The suspension in the United States of the Women’s Health Initiative study (WHI) after it turned out that HRT increased the risk of breast cancer and cardiovascular illnesses proved to be a disincentive for many women. This study cannot be transferred directly to the old continent, of course. Nevertheless, European women are quite rightly asking questions. There is also a consensus as regards not recommending systematic use of HRT, but basing the prescription of it on an individual approach.
Therefore the question whether stopping this treatment implies risks remains to be answered. The answer appears to be no in relation to cardiovascular problems and cancer. However, a study published in the US Archives of Internal Medicine confirms that stopping HRT results in a resumption of loss of bone mass. Brynne Ascott-Evans from Groote Schuur Hospital in Cape Town (South Africa) states that this phenomenon is significant from the third month following the time the treatment is stopped.
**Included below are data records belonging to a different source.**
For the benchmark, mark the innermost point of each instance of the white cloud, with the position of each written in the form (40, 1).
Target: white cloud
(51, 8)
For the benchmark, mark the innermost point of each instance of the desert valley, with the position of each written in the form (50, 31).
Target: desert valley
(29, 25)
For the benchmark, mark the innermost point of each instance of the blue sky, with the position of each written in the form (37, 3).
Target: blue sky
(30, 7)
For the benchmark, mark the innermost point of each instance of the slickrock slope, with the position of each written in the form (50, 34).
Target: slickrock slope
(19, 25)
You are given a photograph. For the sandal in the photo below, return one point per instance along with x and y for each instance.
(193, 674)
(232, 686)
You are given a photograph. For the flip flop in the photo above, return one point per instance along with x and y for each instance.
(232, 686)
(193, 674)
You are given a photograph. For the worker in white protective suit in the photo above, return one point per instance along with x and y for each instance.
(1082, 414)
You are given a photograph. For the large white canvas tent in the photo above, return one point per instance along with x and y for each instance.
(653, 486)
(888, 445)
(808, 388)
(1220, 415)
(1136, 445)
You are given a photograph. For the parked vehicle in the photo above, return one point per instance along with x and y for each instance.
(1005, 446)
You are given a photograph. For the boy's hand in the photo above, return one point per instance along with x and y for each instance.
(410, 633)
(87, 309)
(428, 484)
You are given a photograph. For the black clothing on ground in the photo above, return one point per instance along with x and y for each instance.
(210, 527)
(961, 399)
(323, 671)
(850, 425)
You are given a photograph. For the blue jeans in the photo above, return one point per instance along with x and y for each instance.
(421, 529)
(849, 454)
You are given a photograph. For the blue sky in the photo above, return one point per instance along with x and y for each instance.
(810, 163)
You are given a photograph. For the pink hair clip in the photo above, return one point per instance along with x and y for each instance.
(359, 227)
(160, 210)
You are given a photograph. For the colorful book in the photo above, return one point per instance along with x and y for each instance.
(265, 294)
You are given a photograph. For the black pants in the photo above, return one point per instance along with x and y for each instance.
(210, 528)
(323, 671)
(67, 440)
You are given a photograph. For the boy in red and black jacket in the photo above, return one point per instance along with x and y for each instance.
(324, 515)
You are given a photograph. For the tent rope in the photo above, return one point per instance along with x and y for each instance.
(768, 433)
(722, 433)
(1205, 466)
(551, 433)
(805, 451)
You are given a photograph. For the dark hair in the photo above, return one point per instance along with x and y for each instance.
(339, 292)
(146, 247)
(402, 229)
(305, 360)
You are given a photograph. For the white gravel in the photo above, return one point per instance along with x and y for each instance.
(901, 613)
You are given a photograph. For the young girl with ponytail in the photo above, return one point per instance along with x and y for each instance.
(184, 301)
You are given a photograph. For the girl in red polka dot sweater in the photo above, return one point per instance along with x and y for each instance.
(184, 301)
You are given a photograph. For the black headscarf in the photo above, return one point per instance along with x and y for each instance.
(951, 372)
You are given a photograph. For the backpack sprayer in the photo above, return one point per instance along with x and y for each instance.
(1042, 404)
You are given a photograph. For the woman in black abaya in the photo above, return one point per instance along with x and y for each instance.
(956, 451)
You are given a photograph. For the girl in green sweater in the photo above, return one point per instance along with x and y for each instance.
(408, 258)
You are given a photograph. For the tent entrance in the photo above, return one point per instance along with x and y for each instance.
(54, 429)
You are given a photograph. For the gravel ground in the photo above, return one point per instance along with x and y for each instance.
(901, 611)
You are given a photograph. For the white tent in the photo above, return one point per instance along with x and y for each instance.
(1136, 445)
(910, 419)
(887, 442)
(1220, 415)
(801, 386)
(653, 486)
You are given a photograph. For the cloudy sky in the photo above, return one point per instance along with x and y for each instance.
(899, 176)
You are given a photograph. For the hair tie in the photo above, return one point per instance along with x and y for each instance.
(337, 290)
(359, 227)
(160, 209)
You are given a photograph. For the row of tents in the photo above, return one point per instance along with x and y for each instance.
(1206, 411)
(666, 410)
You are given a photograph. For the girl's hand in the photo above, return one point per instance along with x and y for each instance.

And “twelve months later, the loss of bone mineral density (BMD) on lumbar vertebrae is 3.5%”.
The study whose results it reports has permitted a comparison of the results of two strategies applied to 144 menopausal women who stopped HRT. All the women were given daily doses of calcium and vitamin D to attempt to curb bone mass loss, supplemented by the administration to 95 of them of a non-hormonal medicine usually prescribed to counter osteoporosis, a bi-phosponate. It appears that in this case this drug permitted a “5.5% increase of BMD”.
These results, observed in relation to the spinal column (where fractures and compression of the vertebra that are typical of osteoporosis occur), were confirmed in other parts of the body, for instance in the hip. They thus confirm that the halting of HRT results in a return of the risk for bone mass, but support the WHO’s position adopted in Autumn 2002, and later by the entire scientific community, that there are other ways (apart from HRT) of preventing osteoporosis.